Studio album by Bradley Joseph
- Released: October 31, 2000
- Genre: Instrumental Adult contemporary Easy listening Christmas music
- Length: 50:55
- Label: Robbins Island
- Producer: Bradley Joseph

Bradley Joseph chronology
| Solo Journey (1999) | Christmas Around the World (2000) | One Deep Breath (2002) |

= Christmas Around the World =

Christmas Around the World is Bradley Joseph's fourth album reaching NAV's top 100 radio playlist.

"In a thousand different ways, people join together every year to celebrate Christmas with their own unique customs and traditions. Pianist Bradley Joseph has hand-picked songs from around the world and recreated them with his own unique style. Each melody contains history and meaning that has endured for centuries."

==Critical reception==
In a review for Wind and Wire Magazine, Michael Debbage writes, "Jules Verne took his characters Around The World In Eighty Days.

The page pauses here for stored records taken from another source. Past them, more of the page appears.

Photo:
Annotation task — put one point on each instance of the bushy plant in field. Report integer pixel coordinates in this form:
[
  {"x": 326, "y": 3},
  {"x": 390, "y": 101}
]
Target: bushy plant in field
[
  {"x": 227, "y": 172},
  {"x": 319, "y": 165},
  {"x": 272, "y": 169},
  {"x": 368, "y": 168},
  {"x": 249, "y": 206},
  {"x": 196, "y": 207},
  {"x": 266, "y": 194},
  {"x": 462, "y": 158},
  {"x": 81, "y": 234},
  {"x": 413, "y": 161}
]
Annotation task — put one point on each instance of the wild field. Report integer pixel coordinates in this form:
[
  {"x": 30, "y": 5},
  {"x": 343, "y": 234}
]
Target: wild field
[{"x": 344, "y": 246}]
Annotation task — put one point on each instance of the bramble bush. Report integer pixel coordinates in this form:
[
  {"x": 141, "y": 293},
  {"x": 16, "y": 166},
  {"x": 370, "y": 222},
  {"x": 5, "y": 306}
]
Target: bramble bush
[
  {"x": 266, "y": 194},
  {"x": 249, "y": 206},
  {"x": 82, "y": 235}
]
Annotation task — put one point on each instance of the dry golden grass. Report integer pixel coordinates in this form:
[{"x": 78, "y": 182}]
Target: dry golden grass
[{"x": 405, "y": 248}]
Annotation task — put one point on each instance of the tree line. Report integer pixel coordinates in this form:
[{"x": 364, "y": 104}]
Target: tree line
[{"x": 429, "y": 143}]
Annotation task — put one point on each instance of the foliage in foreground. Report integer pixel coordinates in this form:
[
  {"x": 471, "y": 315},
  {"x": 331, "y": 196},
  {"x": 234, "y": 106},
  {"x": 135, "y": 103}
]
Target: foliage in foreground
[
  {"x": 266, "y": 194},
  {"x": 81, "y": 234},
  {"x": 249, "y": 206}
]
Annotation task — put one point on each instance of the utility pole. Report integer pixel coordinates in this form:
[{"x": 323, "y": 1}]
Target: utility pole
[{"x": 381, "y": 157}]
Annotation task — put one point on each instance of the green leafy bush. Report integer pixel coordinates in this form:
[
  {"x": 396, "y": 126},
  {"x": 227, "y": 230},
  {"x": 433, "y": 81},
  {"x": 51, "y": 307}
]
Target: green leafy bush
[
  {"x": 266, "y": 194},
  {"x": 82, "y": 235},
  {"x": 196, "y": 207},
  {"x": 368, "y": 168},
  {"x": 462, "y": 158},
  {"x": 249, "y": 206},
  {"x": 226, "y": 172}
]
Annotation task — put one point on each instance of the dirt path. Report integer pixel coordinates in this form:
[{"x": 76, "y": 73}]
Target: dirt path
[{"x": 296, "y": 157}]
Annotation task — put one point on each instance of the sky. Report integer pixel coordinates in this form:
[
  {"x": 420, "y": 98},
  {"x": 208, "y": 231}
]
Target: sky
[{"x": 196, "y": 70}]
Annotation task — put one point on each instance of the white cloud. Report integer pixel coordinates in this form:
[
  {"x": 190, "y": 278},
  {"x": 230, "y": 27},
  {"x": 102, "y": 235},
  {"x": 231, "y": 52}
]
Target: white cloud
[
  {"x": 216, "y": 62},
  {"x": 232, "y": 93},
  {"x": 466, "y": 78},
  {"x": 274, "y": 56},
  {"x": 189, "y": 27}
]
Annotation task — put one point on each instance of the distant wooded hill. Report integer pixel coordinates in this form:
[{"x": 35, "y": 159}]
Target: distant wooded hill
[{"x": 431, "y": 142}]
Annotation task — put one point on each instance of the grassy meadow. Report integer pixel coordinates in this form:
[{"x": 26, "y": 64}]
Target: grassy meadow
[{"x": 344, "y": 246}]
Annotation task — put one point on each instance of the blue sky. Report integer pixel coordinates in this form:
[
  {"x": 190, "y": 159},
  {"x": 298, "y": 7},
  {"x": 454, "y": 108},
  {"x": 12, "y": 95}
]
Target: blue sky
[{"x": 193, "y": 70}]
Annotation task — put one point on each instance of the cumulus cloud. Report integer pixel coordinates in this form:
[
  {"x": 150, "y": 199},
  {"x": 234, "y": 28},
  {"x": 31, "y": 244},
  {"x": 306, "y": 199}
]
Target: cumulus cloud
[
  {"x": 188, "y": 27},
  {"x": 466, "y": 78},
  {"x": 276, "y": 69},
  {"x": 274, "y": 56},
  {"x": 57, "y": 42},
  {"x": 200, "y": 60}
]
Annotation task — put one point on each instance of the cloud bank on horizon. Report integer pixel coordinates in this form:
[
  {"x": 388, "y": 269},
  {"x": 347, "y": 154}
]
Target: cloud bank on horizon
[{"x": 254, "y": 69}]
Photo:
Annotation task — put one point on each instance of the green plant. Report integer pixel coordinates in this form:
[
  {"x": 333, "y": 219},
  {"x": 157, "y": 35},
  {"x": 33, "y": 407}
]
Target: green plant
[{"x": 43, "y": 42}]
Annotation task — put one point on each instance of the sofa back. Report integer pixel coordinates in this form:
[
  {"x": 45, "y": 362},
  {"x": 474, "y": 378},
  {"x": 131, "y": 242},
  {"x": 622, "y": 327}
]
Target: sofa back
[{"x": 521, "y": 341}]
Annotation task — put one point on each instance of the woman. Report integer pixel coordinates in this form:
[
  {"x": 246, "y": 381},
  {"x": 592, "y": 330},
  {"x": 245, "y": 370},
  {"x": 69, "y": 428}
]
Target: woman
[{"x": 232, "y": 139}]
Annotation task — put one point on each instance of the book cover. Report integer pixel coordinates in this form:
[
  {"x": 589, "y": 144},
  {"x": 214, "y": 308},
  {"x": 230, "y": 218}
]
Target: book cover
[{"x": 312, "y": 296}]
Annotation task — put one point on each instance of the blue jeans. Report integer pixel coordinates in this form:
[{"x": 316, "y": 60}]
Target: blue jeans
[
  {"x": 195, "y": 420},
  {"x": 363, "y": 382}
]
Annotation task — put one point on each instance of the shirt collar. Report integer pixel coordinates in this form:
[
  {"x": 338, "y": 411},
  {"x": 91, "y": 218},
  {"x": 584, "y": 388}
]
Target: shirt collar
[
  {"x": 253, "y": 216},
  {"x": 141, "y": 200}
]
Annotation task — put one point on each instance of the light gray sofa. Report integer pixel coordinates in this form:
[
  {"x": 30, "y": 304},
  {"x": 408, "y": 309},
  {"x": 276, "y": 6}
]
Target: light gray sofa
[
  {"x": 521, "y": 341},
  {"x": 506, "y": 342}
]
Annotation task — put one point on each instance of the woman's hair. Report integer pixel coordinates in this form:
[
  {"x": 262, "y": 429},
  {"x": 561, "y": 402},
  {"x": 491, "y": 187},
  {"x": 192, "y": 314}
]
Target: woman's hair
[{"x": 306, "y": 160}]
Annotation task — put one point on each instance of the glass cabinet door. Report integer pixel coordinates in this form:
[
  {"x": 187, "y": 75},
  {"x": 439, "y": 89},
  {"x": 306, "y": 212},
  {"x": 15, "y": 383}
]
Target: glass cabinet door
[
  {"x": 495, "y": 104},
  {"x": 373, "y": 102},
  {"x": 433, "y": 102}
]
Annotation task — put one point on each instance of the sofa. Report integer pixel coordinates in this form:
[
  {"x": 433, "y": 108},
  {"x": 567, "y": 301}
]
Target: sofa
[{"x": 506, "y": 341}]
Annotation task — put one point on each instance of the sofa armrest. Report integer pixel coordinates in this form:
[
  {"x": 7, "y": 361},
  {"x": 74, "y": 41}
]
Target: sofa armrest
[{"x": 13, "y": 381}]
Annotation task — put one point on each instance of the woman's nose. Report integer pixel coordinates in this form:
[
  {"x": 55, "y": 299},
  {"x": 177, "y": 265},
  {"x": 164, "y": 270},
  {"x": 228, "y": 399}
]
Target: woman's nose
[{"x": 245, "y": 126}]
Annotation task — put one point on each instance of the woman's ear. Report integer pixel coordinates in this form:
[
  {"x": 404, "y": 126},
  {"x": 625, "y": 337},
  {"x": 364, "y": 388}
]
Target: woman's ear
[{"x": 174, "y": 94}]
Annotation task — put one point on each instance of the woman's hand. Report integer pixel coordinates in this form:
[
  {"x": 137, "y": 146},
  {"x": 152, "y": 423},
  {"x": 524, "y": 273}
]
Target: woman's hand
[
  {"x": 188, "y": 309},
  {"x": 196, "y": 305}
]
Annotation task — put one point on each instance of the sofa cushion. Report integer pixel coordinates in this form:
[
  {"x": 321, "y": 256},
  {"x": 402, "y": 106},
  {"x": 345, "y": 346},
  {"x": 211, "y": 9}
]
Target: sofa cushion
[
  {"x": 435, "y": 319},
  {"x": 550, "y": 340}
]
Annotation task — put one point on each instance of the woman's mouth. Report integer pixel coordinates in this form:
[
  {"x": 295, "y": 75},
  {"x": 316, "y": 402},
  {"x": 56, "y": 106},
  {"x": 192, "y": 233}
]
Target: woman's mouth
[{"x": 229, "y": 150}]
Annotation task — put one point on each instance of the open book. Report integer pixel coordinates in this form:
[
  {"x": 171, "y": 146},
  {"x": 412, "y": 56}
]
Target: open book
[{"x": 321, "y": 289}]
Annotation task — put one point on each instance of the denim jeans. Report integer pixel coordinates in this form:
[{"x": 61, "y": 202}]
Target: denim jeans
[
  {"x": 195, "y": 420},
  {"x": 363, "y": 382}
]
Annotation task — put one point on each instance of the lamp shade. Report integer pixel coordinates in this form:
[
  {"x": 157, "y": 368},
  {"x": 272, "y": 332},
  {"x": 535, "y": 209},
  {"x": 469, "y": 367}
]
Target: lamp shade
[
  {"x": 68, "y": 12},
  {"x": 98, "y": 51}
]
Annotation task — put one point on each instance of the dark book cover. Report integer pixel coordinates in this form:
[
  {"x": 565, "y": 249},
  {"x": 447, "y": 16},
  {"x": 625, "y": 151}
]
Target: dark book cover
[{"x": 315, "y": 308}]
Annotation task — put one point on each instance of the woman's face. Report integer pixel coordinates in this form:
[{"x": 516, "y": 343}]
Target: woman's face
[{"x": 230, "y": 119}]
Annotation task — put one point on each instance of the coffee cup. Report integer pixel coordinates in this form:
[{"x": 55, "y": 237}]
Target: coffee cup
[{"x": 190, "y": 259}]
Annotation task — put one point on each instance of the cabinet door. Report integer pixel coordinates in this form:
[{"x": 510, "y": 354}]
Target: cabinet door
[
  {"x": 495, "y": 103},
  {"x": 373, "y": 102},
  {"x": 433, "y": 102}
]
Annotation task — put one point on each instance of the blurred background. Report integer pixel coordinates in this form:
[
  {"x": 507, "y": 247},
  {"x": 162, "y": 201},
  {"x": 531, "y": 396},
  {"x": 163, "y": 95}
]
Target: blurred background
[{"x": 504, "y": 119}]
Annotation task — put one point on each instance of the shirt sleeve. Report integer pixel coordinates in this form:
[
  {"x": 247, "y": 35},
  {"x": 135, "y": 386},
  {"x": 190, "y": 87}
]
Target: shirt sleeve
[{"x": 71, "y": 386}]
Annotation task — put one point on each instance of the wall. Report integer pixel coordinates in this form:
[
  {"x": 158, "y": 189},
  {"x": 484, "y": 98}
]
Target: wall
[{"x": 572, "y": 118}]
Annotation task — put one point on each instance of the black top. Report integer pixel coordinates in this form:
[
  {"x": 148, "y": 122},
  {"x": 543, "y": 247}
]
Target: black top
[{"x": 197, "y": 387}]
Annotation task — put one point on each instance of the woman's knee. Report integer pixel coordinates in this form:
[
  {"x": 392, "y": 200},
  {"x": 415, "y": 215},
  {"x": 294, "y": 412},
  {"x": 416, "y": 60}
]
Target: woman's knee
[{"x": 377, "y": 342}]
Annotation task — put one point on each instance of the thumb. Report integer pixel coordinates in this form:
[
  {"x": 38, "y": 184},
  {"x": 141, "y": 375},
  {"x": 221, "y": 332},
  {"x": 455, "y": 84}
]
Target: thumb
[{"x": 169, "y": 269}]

However, musician Bradley Joseph takes us around the world in one play of this 51-minute-long CD. Partially a conceptual project, Joseph presents World Christmas melodies that have endured for centuries making this a unique Christmas project that allows you to enjoy it all year long." While Debbage believes the concept clearly supports the continued "ambitious talents of this creative and warm musician", he does not think this album quite meets the high standard that is associated with Bradley Joseph, stating, "the concept is offset by a limited thin and sparse production", "...most evident via the upbeat 'Hark! The Herald Angels Sing' that includes "poor use of loops and drum machines".

Debbage does go on to say that Joseph's stronger arrangements are via the less traditional ventures evident via the exotic Mexican-rooted carol "Riu, Riu Ciu" and the self-penned "Far Away On Christmas Day". "The latter shows influences of the fluid and flowing Bradley Joseph I have come to know and love", states Debbage. The only other self-penned composition is "A Minnesota Snowfall" that reflects a more "naked bare-boned ballad approach".

Professional ratings
Review scores
| Source | Rating |
| Wind and Wire Magazine | (not rated) |

==Track listing==
1. "Quickly on To Bethlehem" (Przybiezeli do Betlejem) - Poland
2. "God Rest Ye Merry, Gentlemen" - England
3. "Ríu, Ríu Chíu" - Mexico
4. "Sheep Fast Asleep" (Hitsuji wa Nemureri) - Japan
5. "I Am So Glad Each Christmas Eve" (Jeg er glad hver Julekveld) - Norway
6. "Far Away On Christmas Day" - USA
7. "Praise The Lord O My Soul" - Russia
8. "Silent Night" (Stille Nacht) - Austria
9. "Joy To The World" - Germany
10. "He Is Born" (IL est ne) - France
11. "A Minnesota Snowfall" - USA
12. "Hark! The Herald Angels Sing" - Germany

(History of each song: Christmas_Traditions)

==Personnel==
- All music arranged and performed by Bradley Joseph.